My book on democracy, my almost-complete book on kids, and my future book on education all take inconvenient positions.  Meaning: In each case, there’s an ideologically cleaner and more crowd-pleasing rationale for what I think people ought to do.

Case 1: Voters.

What people ought to do: Rely more on markets and less on government, even when there are obvious market failures.

My actual position: Democracies choose bad policies because voters have systematically biased beliefs about the effects of policies (especially economic policies), and political competition basically gives the people what they want.
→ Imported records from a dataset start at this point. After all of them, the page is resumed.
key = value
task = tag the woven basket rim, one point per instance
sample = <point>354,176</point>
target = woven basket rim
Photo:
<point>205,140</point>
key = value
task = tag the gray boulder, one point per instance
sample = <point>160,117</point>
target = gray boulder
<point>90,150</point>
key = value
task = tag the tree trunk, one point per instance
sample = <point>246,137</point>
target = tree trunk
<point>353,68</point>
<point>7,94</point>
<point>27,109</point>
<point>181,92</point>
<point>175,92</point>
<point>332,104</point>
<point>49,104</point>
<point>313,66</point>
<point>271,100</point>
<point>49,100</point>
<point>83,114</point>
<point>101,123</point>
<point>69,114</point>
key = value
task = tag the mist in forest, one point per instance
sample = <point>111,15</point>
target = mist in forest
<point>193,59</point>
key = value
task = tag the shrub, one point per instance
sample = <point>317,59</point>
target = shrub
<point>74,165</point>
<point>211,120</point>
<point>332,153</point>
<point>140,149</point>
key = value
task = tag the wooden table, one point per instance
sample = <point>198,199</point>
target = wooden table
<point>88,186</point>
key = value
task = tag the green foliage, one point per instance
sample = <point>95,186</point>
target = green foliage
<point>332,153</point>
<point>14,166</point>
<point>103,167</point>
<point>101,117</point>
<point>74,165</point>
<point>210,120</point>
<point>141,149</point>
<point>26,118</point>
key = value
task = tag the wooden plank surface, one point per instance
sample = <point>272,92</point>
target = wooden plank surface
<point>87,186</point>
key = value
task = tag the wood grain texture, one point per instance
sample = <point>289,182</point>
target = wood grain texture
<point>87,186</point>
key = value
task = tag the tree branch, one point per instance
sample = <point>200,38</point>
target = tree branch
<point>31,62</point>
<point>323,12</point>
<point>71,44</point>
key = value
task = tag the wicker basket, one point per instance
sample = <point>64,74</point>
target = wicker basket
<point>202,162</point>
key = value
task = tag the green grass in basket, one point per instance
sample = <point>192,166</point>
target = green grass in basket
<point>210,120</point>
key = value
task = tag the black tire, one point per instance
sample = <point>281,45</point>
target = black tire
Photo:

The convenient position: Voters (or at least Americans) are instinctive libertarians, but special interest groups and statist elites highjack democracy to foist their destructive policies on the recalcitrant public.

Case 2: Kids.

What people ought to do: Have more kids.

My actual position: While kids don’t “make people miserable,” they typically make their parents mildly less happy.  But this negative effect is largely parents’ own fault.  They work themselves to the bone “investing” in their kids on the false assumption that upbringing has a strong effect on adult outcomes.  Kids are a pleasure if you relax and enjoy the journey instead of vainly trying to mold the next generation.

The convenient position: Making every conceivable sacrifice for your kids brings true happiness.  Forget your narrow selfishness, give it your all, and your suffering will be repaid many times over.

Case 3: Education.

What people ought to do: Adopt a free market in education.

My actual position: A high fraction of education teaches no useful jobs skills; instead, it’s largely socially wasteful signaling.  Government support for education is like government subsidies for air pollution; they encourage additional production of a good that the free market already overproduces relative to the efficient level.  A first-best efficient education policy would actually tax education; but given public choice problems, the wisest course is to eliminate government support and rely on laissez-faire.

The convenient position: Excellent education is overwhelmingly important for the future of our country and our economy.  The free market is the best way to deliver this excellence, just as it already does in so many other areas.

In real-world politics, convenient positions seem vastly more influential than true positions – even (especially?) when they’re just not true.  Counter-examples?